明鸞一家睡的地方是在後艙,此時沒別人在。明鸞鑽回被窩裡取暖,瞥了陳氏一眼,心裡的鬱悶消散了幾分。雖然陳氏對宮氏說的那番話在她看來有些不痛不癢,但對方願意走出這一步就好。她抬頭衝著陳氏笑笑:“我還以為母親會再次忍讓下去呢!”
陳氏坐在她身邊,沒好氣地瞪了她一眼:“你還敢說!若不是你胡鬧,事情哪裡會到這個地步?!你二伯孃不過就是嘴上壞些,又不曾對你如何,你何必鬧得她下不來臺?”
才說她有進步,怎麼又來了?明鸞翻了個白眼,眼角瞥見有個人影在艙口處晃了晃,似乎是章敞,靈機一動,便扁了扁嘴,哽咽道:“我也不是有意的,當時我是真的害怕極了。她畢竟是長輩,如果她在祖父面前說我壞話,祖父信了她,那我該怎麼辦?母親您一向是處處忍讓的,別人踩到你頭上,你也一聲不吭,我受了委屈,你只會叫我忍氣吞聲,哪怕是二伯孃說了外祖父與外祖母的閒話,你也只當聽不到,從不跟她爭吵。父親就更不用說了,他一直不喜歡我,以前謝姨娘和弟弟還在時,只要謝姨娘說了我的壞話,他問都不問是真是假就會罵我。如果二伯孃說錯了話,二伯父罵她,父親一定會說是我的錯,與二伯孃不相干。萬一二伯孃真要逼死我,還有誰會為我說話呢?母親說我不該跳江,害家裡人擔心,可如果真的要被二伯孃害死,死了還要擔上個惡名,那我還不如死在江裡算了,還能少受些苦楚。”
“你說什麼胡話呢?!”陳氏聽得直髮愣,正要罵女兒,無意中瞥見丈夫就站在艙口處,忙站起身來,“相公怎麼站在那裡?”
章敞看著妻子,張了張嘴,又看向女兒,神色複雜。
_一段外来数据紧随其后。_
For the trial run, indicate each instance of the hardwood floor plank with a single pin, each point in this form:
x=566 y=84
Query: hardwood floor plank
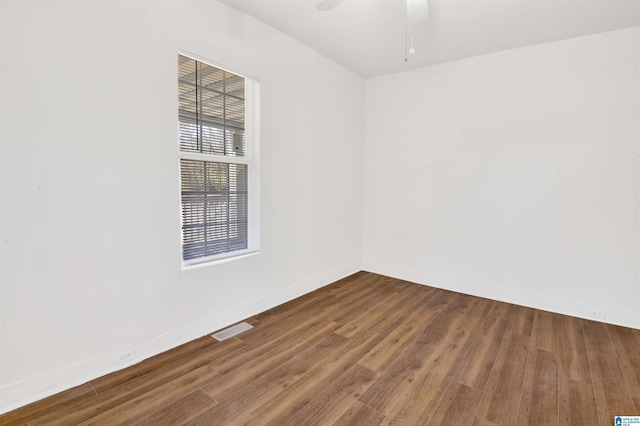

明鸞露出害怕的表情,縮到角落裡。章敞見狀,心中更是苦澀,想想自己長了二十幾歲,原本也算是兒女雙全了,因盼了多年才得一子,便偏寵了些,加上又不喜妻子,更惱女兒頑劣,便對她們冷淡了點,卻沒想到女兒居然會存有這等念頭,認定自己這個父親是絕對靠不住的,受了委屈寧可去尋死。他如今年紀也老大不小了,已失了一子,若是連這個女兒都保不住,那他這輩子過得還有什麼滋味?只是這些話要如何跟個小孩子說?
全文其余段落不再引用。